And those conservative lawyers aren’t waiting for McCutcheon to be decided before they tee up their next assault — this time on rules against corporations contributing to candidates.
Last week, Indiana attorney Jim Bopp Jr., on behalf of the Iowa Right to Life Committee, asked the U.S. Supreme Court to review Iowa’s ban on political contributions by corporations. Bopp says Iowa’s rules, which allow labor unions to give but prohibit corporations from donating to candidates, violates the Fourteenth Amendment’s equal protection guarantee, along with the right to free speech.
“There’s a really important fairness issue here,” Bopp said in an interview. “Targeting corporations and permitting unions betrays a real partisan agenda, and if we’re going to have these kinds of laws, they’re going to have to, in my view, treat corporations and unions similarly.”

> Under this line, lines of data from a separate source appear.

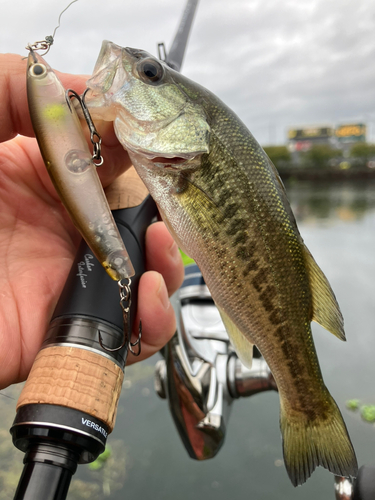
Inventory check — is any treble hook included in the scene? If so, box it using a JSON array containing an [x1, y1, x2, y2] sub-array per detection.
[[99, 278, 142, 356], [65, 88, 104, 167]]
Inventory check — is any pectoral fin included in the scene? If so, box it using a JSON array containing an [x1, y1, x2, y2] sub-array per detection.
[[218, 307, 254, 368], [304, 245, 346, 340]]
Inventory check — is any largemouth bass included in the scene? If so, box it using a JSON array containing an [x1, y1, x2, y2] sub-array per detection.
[[87, 42, 357, 486], [27, 51, 134, 281]]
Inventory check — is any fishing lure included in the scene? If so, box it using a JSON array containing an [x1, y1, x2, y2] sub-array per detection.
[[27, 47, 134, 281]]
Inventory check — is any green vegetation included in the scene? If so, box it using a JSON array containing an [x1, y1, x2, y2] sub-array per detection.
[[346, 399, 375, 424], [361, 405, 375, 423], [350, 142, 375, 160]]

This isn’t Bopp’s first attempt to overturn a ban on corporate contributions. In 2003, Bopp argued before the Supreme Court that North Carolina Right to Life’s right to free speech was infringed by the Federal Election Campaign Act. The Court ruled against Bopp, in a 7-2 opinion authored by Justice David Souter which held that prohibiting direct contributions from nonprofit corporations was consistent with the First Amendment.
(Bopp was the original attorney arguing on behalf of Citizens United, though former Solicitor General Ted Olson and attorney Floyd Abrams argued the case before the Supreme Court.)

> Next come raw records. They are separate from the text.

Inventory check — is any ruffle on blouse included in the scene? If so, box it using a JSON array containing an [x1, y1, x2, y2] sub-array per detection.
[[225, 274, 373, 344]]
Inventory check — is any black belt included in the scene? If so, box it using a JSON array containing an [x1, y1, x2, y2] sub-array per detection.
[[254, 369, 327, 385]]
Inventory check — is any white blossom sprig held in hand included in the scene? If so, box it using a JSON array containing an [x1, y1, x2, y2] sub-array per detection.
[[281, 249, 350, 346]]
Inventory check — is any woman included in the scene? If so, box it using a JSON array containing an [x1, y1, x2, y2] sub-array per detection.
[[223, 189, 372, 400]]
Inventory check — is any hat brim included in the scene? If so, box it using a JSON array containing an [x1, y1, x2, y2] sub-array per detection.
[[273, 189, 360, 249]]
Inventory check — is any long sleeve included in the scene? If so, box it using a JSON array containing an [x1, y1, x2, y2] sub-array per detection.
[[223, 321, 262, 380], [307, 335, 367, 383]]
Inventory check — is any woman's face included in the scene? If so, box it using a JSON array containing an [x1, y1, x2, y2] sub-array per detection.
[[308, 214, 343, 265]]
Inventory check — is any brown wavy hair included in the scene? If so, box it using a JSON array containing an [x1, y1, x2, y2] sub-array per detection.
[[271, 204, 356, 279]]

Bopp said he thinks the focus on the equal protection element of the case will make it more attractive to the Supreme Court. The court’s decision in Citizens United, Bopp said in a statement, means “there is no justification for banning corporate political contributions because corporations may not be treated differently from other entities. And this is doubly true where Iowa allows labor union contributions, but not corporate contributions.”
The fight to overturn bans on corporate contributions is an uphill battle. Bopp has already lost the argument in U.S. District Court and the 8th Circuit Court of Appeals. But the Colorado Supreme Court ruled in 2010 that the equal protection clause barred the state from permitting union contributions but not corporate contributions. The split decisions, Bopp said, creates a need for the Supreme Court to weigh in.
The case applies to state bans on corporate spending, not the federal ban. Most states prohibit corporations from directly contributing to candidates. But if the Supreme Court sides with Bopp, those state limits, and perhaps even federal limits, could be next to fall.
The odds of Iowa’s ban on corporate contributions are long. But with limits on outside spending gone, and limits on aggregate contributions under assault, it is the logical next step in the decade-long conservative attempt to loosen campaign finance restrictions.